Murray told reporters the legislation needed to be passed soon because insurers' Sept. 27 contract deadline had passed and people will now feel the squeeze of higher prices because the deal didn’t get done before then.

As for what such a deal would actually include, that’s unknown, but based on everything I was hearing a couple of weeks ago (before Graham-Cassidy muscled it aside), the most likely components would probably include:

FOR THE DEMS:

  • CSR reimbursement payments formally appropriated for 2 years
  • Some sort of national, federal reinsurance fund (probably also for 2 years)

FOR THE GOP:

  • Streamlining/loosening of some of the state waiver rules (hopefully nothing which would allow weakening of Guaranteed Issue, Community Rating or Essential Health Benefit protections, however)
  • Killing the Medical Device Tax (and/or possibly the Carrier Tax?)
  • Possibly raising the Employer Mandate threshold from companies with 50 employees to 100 or 200??
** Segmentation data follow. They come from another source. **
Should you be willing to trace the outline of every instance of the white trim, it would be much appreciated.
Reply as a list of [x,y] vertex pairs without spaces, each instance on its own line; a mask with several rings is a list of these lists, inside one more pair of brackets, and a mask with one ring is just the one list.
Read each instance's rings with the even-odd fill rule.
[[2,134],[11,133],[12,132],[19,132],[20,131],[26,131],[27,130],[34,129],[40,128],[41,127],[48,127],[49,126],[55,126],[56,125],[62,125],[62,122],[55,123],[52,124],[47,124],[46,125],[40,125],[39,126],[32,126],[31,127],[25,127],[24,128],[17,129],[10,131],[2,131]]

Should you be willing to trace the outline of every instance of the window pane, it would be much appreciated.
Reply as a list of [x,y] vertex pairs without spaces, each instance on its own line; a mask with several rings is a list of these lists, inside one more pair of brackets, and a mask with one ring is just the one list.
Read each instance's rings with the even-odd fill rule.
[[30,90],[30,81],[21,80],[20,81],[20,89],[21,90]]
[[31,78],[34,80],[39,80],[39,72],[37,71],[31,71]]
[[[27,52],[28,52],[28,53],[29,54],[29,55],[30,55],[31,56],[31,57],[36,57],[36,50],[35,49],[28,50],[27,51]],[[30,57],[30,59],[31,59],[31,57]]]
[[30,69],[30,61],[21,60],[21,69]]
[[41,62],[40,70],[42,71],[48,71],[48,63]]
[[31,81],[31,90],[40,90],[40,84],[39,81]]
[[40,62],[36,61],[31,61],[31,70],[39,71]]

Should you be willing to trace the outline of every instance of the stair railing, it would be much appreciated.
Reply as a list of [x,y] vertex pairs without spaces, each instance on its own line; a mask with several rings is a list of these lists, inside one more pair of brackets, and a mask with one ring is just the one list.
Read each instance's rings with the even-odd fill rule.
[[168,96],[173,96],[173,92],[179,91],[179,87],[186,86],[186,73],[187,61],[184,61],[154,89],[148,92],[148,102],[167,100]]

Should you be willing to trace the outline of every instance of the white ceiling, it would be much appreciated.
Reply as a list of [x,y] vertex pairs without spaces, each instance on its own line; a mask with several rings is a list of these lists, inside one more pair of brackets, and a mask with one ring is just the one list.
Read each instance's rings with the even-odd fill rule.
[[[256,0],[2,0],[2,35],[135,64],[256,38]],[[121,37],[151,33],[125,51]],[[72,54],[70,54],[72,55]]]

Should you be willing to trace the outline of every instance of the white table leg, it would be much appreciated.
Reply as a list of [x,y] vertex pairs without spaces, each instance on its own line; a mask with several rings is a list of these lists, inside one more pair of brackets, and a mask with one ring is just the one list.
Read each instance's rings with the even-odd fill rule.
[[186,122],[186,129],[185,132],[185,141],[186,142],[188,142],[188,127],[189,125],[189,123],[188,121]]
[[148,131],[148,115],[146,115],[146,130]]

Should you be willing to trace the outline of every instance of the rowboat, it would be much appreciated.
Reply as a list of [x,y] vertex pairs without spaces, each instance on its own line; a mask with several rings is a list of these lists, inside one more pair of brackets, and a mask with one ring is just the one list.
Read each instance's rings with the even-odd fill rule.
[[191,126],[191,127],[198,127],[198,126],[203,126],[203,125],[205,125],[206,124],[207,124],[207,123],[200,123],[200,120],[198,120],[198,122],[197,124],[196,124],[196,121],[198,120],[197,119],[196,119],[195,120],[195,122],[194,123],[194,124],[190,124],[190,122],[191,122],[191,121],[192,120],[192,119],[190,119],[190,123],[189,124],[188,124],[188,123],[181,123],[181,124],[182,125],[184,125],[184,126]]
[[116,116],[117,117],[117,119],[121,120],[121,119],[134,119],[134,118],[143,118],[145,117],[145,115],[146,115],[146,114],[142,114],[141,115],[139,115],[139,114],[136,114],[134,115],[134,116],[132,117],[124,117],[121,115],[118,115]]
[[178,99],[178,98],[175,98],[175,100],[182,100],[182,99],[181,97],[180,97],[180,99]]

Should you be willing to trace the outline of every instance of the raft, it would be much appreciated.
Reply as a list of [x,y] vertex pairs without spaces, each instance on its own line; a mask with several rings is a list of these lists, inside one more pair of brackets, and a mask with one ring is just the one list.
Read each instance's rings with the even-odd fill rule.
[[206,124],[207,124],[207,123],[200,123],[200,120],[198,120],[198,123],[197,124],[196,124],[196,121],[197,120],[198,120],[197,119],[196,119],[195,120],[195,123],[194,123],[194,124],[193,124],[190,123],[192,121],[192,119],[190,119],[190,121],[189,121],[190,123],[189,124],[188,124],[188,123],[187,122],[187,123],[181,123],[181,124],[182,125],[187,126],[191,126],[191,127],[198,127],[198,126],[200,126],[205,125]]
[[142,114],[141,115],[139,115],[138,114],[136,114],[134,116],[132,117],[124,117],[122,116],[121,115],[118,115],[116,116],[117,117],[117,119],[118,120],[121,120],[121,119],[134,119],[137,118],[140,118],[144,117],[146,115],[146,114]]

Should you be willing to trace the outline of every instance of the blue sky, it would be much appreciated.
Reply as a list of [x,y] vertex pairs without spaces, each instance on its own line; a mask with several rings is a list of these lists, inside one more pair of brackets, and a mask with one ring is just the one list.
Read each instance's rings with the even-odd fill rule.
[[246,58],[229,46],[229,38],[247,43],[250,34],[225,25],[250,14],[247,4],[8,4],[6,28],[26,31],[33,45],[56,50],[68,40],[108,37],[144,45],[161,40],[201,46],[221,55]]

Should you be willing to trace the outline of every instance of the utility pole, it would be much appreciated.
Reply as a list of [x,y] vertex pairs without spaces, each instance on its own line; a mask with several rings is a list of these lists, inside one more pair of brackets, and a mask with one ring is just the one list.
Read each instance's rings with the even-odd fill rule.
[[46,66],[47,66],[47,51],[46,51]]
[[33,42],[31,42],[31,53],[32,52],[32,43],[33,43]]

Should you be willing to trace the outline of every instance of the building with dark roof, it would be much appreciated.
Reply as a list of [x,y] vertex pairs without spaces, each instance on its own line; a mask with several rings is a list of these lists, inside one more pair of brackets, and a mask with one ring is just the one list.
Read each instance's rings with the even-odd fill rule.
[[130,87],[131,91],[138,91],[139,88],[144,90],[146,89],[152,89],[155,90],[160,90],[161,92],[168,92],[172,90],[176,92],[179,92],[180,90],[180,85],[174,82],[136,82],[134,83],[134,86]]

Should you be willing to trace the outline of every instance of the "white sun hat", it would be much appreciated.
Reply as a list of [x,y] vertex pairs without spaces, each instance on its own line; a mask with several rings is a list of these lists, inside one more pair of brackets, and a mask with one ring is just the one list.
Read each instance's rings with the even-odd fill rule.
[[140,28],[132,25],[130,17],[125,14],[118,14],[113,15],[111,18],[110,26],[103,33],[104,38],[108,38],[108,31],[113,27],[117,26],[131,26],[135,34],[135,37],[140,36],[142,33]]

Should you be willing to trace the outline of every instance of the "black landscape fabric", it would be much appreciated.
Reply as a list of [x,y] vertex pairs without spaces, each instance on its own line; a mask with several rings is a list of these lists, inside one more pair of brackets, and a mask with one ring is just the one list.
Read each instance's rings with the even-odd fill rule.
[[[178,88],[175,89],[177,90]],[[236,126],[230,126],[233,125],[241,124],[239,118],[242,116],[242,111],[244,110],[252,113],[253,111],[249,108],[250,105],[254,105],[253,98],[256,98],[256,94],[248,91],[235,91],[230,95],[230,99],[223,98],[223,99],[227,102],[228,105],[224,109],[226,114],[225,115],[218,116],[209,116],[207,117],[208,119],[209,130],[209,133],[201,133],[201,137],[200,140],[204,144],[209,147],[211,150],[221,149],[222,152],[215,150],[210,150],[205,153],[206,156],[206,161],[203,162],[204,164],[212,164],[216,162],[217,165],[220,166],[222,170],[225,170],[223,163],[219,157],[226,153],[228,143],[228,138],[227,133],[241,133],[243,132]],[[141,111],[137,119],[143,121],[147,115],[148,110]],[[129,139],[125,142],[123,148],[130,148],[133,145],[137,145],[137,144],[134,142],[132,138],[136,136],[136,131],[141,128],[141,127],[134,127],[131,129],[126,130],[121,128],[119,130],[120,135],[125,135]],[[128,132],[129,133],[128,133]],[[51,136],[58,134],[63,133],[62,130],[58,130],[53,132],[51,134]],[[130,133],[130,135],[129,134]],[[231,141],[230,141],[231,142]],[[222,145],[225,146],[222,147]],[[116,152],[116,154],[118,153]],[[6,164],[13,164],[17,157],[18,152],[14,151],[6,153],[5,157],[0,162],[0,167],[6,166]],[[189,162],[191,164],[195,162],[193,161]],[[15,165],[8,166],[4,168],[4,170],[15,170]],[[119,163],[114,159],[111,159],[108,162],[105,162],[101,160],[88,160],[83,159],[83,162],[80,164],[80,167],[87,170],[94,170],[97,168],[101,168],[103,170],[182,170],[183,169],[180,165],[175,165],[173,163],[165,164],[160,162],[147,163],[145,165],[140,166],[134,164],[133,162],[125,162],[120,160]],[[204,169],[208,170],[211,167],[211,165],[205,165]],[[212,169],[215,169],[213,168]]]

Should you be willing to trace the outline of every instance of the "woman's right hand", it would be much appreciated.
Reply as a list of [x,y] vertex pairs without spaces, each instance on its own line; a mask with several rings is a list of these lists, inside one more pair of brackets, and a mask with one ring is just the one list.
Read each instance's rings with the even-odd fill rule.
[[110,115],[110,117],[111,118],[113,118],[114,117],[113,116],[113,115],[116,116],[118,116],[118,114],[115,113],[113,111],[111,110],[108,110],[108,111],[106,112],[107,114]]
UPDATE: OK, here's the latest on the likely contents of the deal:

Lobbyists said that elements of the deal being discussed include allowing ObamaCare enrollees to buy “copper plans,” which are cheaper, less generous insurance plans that currently only people under age 30 can buy.

An expansion of waivers currently in ObamaCare that allow states to innovate and change regulations are also said to be part of the potential deal, though it is not clear how far those waiver changes will go.

Those provisions are both Republican requests.

The main provision for Democrats would be funding for key ObamaCare payments known as cost-sharing reductions, which President Trump has threatened to cancel in a bid to make the health-care law “implode.”

Lobbyists say that two years of funding for the payments is possible under the deal, which would be more than Alexander’s initial offer of one year.

My take: If that's the whole deal, I'd say pass. 2 years of CSRs plus solid, multi-year reinsurance might make sense, assuming the waivers don't touch guaranteed issue, community rating or essential health benefits...but 2 years of CSRs by themselves wouldn't be worth it.